SAZKA’s financial results for the third quarter show a 66 percent year-on-year rise in consolidated gross gaming revenue to EUR 769 million. Operating consolidated EBITDA rose by 37 percent year-on-year to EUR 197 million.
Consolidated adjusted EBITDA, except such one-off products, rose year on year by 32 per cent to EUR 207 million. Consolidated after-tax profit decreased by 33 percent year-on-year to EUR 48 million, affected by the restructuring provisions of EUR 54 million at CASAG.
SAZKA noted that at the end of Q2, limitations affecting some of the company’s land-based enterprises, particularly in Greece, Italy and casinos in Austria and internationally, were lifted in H1 and sales of these enterprises recovered well in Q3.
In the Czech Republic and Austria, SAZKA’s land-based undertakings, which were not greatly affected by the H1 constraints, continued to perform well although online sales, which increased dramatically during the time most affected by COVID, generally remained at these higher levels.

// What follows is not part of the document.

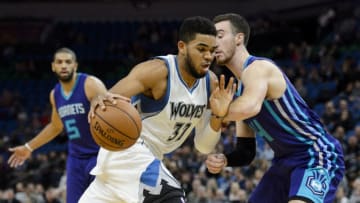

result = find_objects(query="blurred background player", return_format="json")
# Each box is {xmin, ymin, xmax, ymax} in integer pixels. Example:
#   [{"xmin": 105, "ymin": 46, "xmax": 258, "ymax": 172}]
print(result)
[{"xmin": 8, "ymin": 48, "xmax": 106, "ymax": 203}]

The overwhelming majority of the company’s land-based POS companies in the Czech Republic, Austria and Italy remain open and continue to sell their goods. Most of the POSs in these areas are found in shops and other outlets that offer vital goods and services that remain open. These include snack shops, supermarkets and gas stations.
As well as casinos, SAZKA’s land-based company in Greece and Cyprus has been more affected by the ongoing lockdown and is currently closed.
The results of Q3 mean that consolidated gross gaming revenue rose by four percent year-on-year to EUR 1.421 million over the first nine months of the year. Consolidated operating EBITDA decreased year-on-year by 15 per cent to EUR 364m.
Consolidated adjusted EBITDA also decreased by 15 per cent year-on-year to EUR 375 million and continuing operations consolidated profit after tax decreased by 58 per cent year-on-year to EUR 90 million.
In July, the CASAG Supervisory Board approved a proposal to improve the cost structure of the Austrian casino sector with an ongoing plan and projected annual cost savings of approximately EUR 45 million by FY22.
OPAP purchased additional interests in Stoiximan Group’s Greek and Cypriot online gaming sector in Greece in July and November. OPAP now has a stake of 84.5 percent in SMGC.
KKCG and SAZKA Group reported in November that funds controlled by Apollo Global Management affiliates would invest EUR 500 million in a newly created holding company, which will become the owner of the SAZKA Group, valued at EUR 4.2 billion.